A geringonça de António Costa é o oposto do que Soares sempre defendeu para o PS, criando uma bipolarização à esquerda com o apoio do PCP e do BE


Neste dia em que nos despedimos de Mário Soares cabe lembrar o enorme legado que este deixou ao país. Mário Soares foi sucessivamente o principal opositor à ditadura, o homem que combateu na rua o PREC, o primeiro-ministro que enfrentou duas crises financeiras mas conduziu o país à integração europeia e, finalmente, o Presidente da República na altura do apogeu do regime. Dotado de uma vontade indómita e de uma enorme coragem física, Mário Soares foi preso e exilado, mas nunca esmoreceu nas suas convicções, tendo depois alcançado os mais altos cargos do Estado. Dizia que só é vencido quem desiste de lutar e, de facto, lutou até ao último segundo da sua vida.

É, no entanto, manifesto que o legado político de Mário Soares está hoje claramente em risco. O seu objetivo sempre foi transformar o PS no partido-charneira do regime, que governaria ao centro, tendo como muleta o PSD. Para isso criou um cordão sanitário entre o PS e os partidos da extrema-esquerda, não admitindo alianças com estes e nunca deixando que a ala esquerda do PS tomasse conta do partido.

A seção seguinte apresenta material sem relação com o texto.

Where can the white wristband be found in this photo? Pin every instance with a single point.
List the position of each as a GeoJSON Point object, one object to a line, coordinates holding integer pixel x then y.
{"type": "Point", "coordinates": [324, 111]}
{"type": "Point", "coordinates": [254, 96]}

Sá Carneiro trocou as voltas a esse projeto com a bipolarização à direita que foi a AD. Mas Soares soube esperar, conservando o PS no centro político e, depois do colapso da AD, conseguiu finalmente o apoio do PSD para o bloco central que sempre desejara e que lhe deveria dar o acesso num andor à Presidência da República. Mas Cavaco Silva voltaria à bipolarização e Soares teve de combater arduamente para ser eleito. Vencedor absoluto na eleição presidencial, Soares não conseguiria, no entanto, impor um sucessor no seu partido, tendo assistido a partir da Presidência à deslocação do PS para a esquerda, primeiro com Constâncio e depois com Jorge Sampaio, que construiu a primeira geringonça na Câmara de Lisboa. Mas Guterres e, principalmente, Sócrates voltariam a recentrar o PS, tendo sido com este último que Soares teve melhor relação.

A geringonça de António Costa é, por isso, precisamente o oposto do que Soares sempre defendeu para o PS, criando uma bipolarização à esquerda, com o apoio do PCP e do BE, e colocando o PS totalmente nas mãos da sua ala esquerda, cada vez mais radical. Não é, por isso, de estranhar que um dos esteios deste governo, o PCP, tenha achado necessário registar “as profundas e conhecidas divergências que marcaram as relações do PCP com o dr. Mário Soares”. Na verdade, o PS da geringonça nada tem a ver com o PS de Mário Soares.